The IHHC is enrolled in FWC’s Antlerless Deer Permit Program and receives about 24 antlerless tags per year (1/150 acres).  The Club has occasionally collected harvest records in the past, but complete records are lacking due to the lack of enforcement for collecting data.  The club has recently instituted antler point restrictions for bucks and now all bucks harvested must have at least 8 points and have an inside spread that is wider than the ears when the deer’s ears are in an alert position.


After the field tour, we met in the office to discuss our observations with Bob and provided some suggestions.


Narrative describing the assistance that was provided.

The following list of verbal recommendations were provided during the meeting and property tour. 
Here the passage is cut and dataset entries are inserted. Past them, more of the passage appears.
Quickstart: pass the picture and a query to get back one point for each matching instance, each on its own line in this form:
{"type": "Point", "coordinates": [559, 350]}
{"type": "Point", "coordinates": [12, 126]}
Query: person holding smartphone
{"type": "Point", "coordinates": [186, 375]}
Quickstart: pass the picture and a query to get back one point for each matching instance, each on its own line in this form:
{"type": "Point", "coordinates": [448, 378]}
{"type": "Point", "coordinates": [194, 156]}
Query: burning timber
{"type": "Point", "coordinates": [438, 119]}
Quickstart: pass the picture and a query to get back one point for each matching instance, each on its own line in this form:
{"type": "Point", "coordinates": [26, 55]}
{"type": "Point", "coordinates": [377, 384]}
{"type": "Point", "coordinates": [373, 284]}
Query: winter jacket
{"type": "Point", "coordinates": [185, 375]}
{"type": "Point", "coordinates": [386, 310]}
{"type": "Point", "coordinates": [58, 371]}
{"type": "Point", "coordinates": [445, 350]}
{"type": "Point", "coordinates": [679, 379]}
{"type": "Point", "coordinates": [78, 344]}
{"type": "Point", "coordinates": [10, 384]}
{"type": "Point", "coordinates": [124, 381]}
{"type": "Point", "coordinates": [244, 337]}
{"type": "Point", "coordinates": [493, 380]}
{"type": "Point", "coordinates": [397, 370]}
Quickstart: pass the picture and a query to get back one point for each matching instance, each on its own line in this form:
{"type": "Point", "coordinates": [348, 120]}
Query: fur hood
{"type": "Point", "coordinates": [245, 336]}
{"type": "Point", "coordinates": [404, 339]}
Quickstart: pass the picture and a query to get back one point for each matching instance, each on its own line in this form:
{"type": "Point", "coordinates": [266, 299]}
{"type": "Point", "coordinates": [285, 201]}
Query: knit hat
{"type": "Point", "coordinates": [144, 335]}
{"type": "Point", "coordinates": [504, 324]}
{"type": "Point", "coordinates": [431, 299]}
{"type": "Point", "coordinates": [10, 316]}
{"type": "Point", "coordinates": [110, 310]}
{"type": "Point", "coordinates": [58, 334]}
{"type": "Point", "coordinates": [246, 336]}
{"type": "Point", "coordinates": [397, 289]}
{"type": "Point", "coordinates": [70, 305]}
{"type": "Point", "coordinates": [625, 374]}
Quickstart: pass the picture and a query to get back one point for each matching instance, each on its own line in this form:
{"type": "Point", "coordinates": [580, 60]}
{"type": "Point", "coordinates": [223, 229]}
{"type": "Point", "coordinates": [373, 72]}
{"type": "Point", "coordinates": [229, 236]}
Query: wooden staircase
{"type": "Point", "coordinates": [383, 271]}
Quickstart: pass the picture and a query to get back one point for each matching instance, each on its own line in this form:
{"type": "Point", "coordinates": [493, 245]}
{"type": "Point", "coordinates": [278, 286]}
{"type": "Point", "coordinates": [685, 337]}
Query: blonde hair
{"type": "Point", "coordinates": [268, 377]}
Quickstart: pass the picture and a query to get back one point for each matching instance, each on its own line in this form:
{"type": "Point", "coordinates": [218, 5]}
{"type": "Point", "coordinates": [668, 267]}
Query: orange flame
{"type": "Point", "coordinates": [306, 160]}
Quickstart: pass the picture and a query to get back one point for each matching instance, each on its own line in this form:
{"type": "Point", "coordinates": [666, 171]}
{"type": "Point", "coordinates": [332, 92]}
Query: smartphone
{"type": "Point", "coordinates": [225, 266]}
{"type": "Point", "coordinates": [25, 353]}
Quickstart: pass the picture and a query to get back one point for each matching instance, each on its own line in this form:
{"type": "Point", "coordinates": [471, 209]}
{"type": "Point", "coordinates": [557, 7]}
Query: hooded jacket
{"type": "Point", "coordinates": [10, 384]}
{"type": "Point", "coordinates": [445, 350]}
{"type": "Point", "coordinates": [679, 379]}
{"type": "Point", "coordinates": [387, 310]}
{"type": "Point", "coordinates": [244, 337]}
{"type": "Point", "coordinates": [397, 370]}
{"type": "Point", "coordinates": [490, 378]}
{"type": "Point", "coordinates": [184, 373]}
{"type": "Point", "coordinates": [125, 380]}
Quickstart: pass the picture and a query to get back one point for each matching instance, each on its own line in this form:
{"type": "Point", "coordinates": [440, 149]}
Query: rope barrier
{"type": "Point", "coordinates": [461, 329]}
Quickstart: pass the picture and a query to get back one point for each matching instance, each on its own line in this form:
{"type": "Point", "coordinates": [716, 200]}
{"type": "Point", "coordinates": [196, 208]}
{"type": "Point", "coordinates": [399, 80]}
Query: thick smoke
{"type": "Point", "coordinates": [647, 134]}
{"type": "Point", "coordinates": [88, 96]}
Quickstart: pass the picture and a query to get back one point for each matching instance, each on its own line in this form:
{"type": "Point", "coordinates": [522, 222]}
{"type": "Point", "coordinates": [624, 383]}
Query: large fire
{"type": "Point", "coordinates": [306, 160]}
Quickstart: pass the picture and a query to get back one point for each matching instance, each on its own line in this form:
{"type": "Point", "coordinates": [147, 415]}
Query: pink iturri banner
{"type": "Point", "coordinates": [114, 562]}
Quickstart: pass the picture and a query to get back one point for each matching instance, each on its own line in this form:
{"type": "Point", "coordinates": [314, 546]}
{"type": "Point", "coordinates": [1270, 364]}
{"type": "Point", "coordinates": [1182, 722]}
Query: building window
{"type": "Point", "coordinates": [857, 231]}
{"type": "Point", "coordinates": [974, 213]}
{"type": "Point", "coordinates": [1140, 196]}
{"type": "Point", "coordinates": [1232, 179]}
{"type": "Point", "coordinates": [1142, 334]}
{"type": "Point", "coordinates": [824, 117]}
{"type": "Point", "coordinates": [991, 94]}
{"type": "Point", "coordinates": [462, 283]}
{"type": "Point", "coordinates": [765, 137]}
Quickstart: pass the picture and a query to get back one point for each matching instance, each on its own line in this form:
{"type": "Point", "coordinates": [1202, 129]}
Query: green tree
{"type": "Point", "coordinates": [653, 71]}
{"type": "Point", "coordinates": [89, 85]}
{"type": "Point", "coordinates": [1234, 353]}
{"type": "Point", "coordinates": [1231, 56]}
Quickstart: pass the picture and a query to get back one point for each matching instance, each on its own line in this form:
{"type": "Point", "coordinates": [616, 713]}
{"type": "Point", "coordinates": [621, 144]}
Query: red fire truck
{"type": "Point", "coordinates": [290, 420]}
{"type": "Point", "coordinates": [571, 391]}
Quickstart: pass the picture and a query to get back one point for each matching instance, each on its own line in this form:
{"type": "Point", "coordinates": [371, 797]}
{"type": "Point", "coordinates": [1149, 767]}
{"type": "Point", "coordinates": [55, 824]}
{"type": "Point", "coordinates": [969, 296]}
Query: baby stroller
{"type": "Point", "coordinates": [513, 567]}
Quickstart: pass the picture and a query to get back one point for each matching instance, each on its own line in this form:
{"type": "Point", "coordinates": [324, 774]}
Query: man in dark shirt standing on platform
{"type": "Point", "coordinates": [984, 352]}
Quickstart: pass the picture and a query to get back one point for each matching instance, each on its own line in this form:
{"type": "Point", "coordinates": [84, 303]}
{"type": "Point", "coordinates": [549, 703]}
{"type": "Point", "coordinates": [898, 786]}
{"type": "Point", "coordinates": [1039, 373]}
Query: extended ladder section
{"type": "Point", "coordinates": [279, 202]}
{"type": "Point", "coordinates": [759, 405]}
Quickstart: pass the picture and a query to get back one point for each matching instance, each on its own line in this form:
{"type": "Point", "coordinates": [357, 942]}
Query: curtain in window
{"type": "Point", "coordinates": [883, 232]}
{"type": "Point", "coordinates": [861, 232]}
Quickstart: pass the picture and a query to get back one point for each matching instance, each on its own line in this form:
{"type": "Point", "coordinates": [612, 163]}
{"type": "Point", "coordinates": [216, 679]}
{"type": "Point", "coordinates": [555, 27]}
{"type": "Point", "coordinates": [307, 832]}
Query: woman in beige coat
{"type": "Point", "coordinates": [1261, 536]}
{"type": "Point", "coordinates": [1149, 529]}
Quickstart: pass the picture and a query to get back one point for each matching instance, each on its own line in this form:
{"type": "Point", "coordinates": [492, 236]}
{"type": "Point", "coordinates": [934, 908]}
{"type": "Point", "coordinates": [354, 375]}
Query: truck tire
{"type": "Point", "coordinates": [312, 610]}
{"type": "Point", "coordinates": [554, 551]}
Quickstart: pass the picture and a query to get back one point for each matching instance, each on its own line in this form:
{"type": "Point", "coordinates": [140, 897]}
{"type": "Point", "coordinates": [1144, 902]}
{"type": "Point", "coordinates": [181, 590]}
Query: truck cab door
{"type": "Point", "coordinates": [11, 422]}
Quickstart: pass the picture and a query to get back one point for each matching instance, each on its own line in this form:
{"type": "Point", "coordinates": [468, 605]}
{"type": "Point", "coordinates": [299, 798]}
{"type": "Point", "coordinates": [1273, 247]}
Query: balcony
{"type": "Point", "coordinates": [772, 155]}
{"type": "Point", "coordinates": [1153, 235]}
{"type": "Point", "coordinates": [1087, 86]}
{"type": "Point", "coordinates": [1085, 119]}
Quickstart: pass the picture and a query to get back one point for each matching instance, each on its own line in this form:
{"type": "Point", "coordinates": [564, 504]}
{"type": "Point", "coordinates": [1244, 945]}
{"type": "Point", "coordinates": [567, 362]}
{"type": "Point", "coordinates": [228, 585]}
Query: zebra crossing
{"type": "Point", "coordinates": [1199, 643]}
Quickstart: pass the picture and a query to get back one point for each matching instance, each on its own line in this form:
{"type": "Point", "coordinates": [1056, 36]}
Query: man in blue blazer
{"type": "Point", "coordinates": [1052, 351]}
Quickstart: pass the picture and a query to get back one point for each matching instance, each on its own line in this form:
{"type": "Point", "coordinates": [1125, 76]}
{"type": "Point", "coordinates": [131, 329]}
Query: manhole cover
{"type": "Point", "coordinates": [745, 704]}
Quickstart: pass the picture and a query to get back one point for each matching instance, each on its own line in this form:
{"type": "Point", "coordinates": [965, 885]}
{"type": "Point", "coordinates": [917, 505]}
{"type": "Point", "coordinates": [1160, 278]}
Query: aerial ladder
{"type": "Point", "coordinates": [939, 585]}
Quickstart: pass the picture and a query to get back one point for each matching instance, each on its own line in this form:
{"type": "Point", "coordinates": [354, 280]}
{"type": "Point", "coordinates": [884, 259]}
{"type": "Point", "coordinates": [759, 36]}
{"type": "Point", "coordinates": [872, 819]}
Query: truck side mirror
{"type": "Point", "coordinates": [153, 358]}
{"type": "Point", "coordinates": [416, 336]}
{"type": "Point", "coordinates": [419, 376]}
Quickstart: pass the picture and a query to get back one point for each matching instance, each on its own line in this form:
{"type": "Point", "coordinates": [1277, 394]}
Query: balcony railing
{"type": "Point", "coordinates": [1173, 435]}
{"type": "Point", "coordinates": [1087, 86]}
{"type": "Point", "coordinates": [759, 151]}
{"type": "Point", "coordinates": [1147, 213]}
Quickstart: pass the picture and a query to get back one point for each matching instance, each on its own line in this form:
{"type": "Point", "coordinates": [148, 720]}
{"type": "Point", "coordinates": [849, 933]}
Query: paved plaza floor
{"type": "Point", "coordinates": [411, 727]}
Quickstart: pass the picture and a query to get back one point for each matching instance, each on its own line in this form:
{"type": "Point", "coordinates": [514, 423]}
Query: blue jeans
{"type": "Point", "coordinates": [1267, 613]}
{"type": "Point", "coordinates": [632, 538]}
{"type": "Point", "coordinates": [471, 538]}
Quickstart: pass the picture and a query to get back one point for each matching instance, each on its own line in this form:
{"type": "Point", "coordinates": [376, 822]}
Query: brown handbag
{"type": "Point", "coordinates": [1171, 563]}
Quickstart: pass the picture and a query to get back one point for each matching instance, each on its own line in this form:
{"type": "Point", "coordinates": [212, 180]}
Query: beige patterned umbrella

  1. Make it a priority to manage the native habitat first, and then supplement those efforts with food plots and feeders.  The native habitat needs to be in condition that will support all essential life behaviors of feeding, breeding, nesting, rearing of young, etc.
  2. Treat, and retreat as necessary, all invasive plant species.  HIGHEST PRIORITY – cogon grass and Old World climbing fern.
  3. Continue, and expand, prescribed burning efforts.  Attempt to achieve a 2 to 3-year burn rotation in quail areas and 3 to 5-year rotation in other pine and scrubby flatwoods stands.
  4. Prioritize which stands are to be treated either mechanically and/or with prescribed fire and implement treatment as soon as practical.
  5. Create and maintain activity records for each management unit.
  6. Roller chop, mow, chip, etc. areas with dense mid-story vegetation before applying initial winter burns.
  7. Incorporate growing season burns (March – July) into the burn regime when fuel loads in the management units allow for the safe application of fire.  Growing season burns will promote native grasses and forbs (highly desirable forage for deer) and reduce hardwood and palmetto encroachment better than dormant season (winter) burns.
  8. Consider hiring a consulting forester to assess forest health and the feasibility of timber thinning/harvesting.
  9. Collect soil samples from food plots and submit for testing to get proper liming and fertilizing rates.
  10. Herbicide food plots with a glyphosate-based herbicide to kill weeds.
  11. Disk food plots and apply lime and fertilizer per soil test results.
  12. Maintain feeders with corn or protein pellets as desired.  Relocate stands to a nearby location if current areas become excessively trampled.
  13. Reinstate mandatory annual harvest data collection using existing data sheet but adding three more spaces; one for Jawbone Removed, a second for AGE and a third for Antler Score.  This additional data will be used in conjunction with other biological data to establish a baseline, document changes in age structure, body and antler size and ultimately, guide future management decisions.  FWC can provide jawbone aging and antler scoring services.
  14. Collect jaws from every deer harvested and label (hunter name, deer number, etc.) so it can be matched to the corresponding data sheet.  For bucks that will be mounted, have the taxidermist remove the jaw and return it to the hunter for recording on the harvest log.


Next Steps:

  1. Wait for invitation from IHHC to attend club meeting where FWC will talk to all the members about habitat and hunting recommendations.